À la 124e réunion spéciale du COTED de la CARICOM, consacrée à l’environnement et au développement durable, le ministre de l’Environnement, Valéry Fils-Aimé, a plaidé pour la justice climatique pour Haïti et les Caraïbes. Face à des enjeux climatiques disproportionnés, le ministre sollicite des financements accessibles qui relèvent d’être un droit et la priorisation internationale.
Devant des dignitaires caribéens du COTED, le jeudi 26 mars 2026, à Guyana, Valéry Fils-Aimé a présenté un agenda de survie pour les Caraïbes face aux changements climatiques. Pour Haïti, le dérèglement climatique n’est pas une « menace abstraite », selon le titulaire du MdE.
Il constitue, a-t-il martelé, une réalité quotidienne qui aggrave la vulnérabilité de communautés déjà éprouvées par des crises économiques, sociales et humanitaires persistantes.
En 2025, l’ouragan Melissa a rappelé, selon lui, l’ampleur de l’exposition d’Haïti aux « chocs climatiques extrêmes ». « Pour notre pays, chaque cyclone, chaque inondation, chaque épisode de sécheresse représente une épreuve de survie », a déclaré Valéry Fils-Aimé.
Face à cette vulnérabilité structurelle, le ministre a plaidé pour une « adaptation urgente et concrète ». Protéger les zones côtières, développer une agriculture résiliente, garantir un accès durable à l’eau et à l’énergie, tels sont, selon lui, les chantiers prioritaires. Ces interventions sont, a-t-il insisté, indispensables pour réduire les pertes humaines lors des saisons cycloniques.

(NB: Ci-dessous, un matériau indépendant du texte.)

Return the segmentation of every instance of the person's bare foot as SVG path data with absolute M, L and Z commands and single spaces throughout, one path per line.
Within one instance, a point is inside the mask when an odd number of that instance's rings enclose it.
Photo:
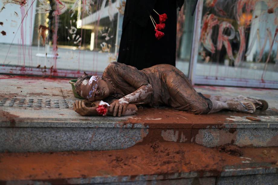
M 263 104 L 260 101 L 254 99 L 249 97 L 245 97 L 242 95 L 240 95 L 237 97 L 238 100 L 244 101 L 247 100 L 250 101 L 254 104 L 256 107 L 259 106 Z
M 251 113 L 254 113 L 255 110 L 254 104 L 249 101 L 228 101 L 226 103 L 230 110 Z

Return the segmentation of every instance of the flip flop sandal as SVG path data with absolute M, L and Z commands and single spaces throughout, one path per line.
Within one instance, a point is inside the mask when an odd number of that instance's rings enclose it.
M 244 111 L 242 111 L 243 112 L 247 112 L 247 111 L 249 111 L 249 110 L 248 110 L 248 109 L 247 109 L 247 107 L 246 107 L 246 106 L 245 106 L 245 105 L 242 102 L 240 101 L 236 101 L 236 102 L 238 102 L 238 103 L 239 103 L 242 106 L 242 107 L 244 107 L 246 109 L 246 110 L 245 110 Z M 254 112 L 253 113 L 254 113 L 255 112 L 256 112 L 256 107 L 255 105 L 255 104 L 254 104 L 254 103 L 252 102 L 251 101 L 249 101 L 248 100 L 244 100 L 244 101 L 242 101 L 245 102 L 247 102 L 249 103 L 250 103 L 250 104 L 251 104 L 251 105 L 252 105 L 252 106 L 253 106 L 253 111 Z
M 268 108 L 268 103 L 265 100 L 260 99 L 255 99 L 248 97 L 247 97 L 247 98 L 257 100 L 262 104 L 261 105 L 259 105 L 258 106 L 256 107 L 256 109 L 257 110 L 260 110 L 261 111 L 263 111 Z

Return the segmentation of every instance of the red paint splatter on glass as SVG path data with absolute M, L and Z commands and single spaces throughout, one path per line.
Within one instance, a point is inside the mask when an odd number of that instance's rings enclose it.
M 238 53 L 238 55 L 235 60 L 234 64 L 236 65 L 238 65 L 242 59 L 246 46 L 245 33 L 244 26 L 242 26 L 239 27 L 238 30 L 239 33 L 240 45 L 239 46 L 239 50 Z
M 212 27 L 218 23 L 217 17 L 213 14 L 206 14 L 203 18 L 203 26 L 201 30 L 200 41 L 206 49 L 213 53 L 215 52 L 215 48 L 211 39 Z
M 231 31 L 230 36 L 228 36 L 223 34 L 223 31 L 226 28 L 229 28 Z M 233 56 L 232 47 L 229 41 L 229 39 L 232 39 L 234 37 L 235 33 L 234 29 L 232 25 L 229 23 L 224 21 L 219 25 L 219 30 L 217 42 L 217 50 L 220 50 L 222 47 L 222 44 L 224 45 L 226 49 L 229 58 L 233 60 L 234 60 Z

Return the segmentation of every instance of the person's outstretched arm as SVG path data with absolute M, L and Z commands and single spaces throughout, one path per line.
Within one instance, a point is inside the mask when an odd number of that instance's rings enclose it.
M 128 109 L 129 104 L 144 102 L 144 100 L 153 92 L 153 88 L 149 84 L 143 85 L 132 93 L 128 94 L 118 100 L 114 101 L 110 105 L 109 111 L 113 112 L 113 116 L 124 115 L 126 110 Z
M 100 114 L 96 110 L 99 104 L 101 101 L 97 101 L 95 102 L 94 107 L 90 107 L 89 105 L 89 102 L 86 102 L 84 100 L 76 100 L 73 103 L 73 110 L 81 116 L 99 116 Z M 106 112 L 108 115 L 112 115 L 112 114 L 109 112 L 110 107 L 108 106 L 105 107 L 106 109 Z M 133 104 L 129 104 L 126 107 L 124 113 L 123 113 L 123 116 L 130 116 L 133 115 L 136 113 L 138 109 L 136 105 Z M 106 115 L 102 114 L 103 116 Z

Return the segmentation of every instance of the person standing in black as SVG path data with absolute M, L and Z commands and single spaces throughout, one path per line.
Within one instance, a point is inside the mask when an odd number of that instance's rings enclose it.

Mais ces efforts nécessitent des ressources. Valéry Fils-Aimé a alors pointé ce qu’il considère comme le nœud du problème : le financement climatique. La survie des communautés caribéennes dépend, a-t-il affirmé, de la capacité à mobiliser des fonds efficaces et accessibles.
Les océans, la biodiversité et la lutte contre le réchauffement climatique doivent, selon lui, devenir des priorités de financement international. C’est là que réside, aux yeux du ministre, l’injustice fondamentale.
Haïti contribue de façon marginale aux émissions mondiales de gaz à effet de serre. Pourtant, le pays en subit les conséquences de manière disproportionnée. « La justice climatique impose la reconnaissance de cette réalité », a tranché Fils-Aimé, en appelant à une priorisation des besoins haïtiens dans l’architecture financière internationale.
Pour Haïti comme pour l’ensemble de la CARICOM, l’adaptation relève d’un impératif existentiel et le financement est un droit. « La survie et la prospérité de nos peuples en dépendent », a-t-il lancé, en guise d’avertissement solennel à la communauté internationale.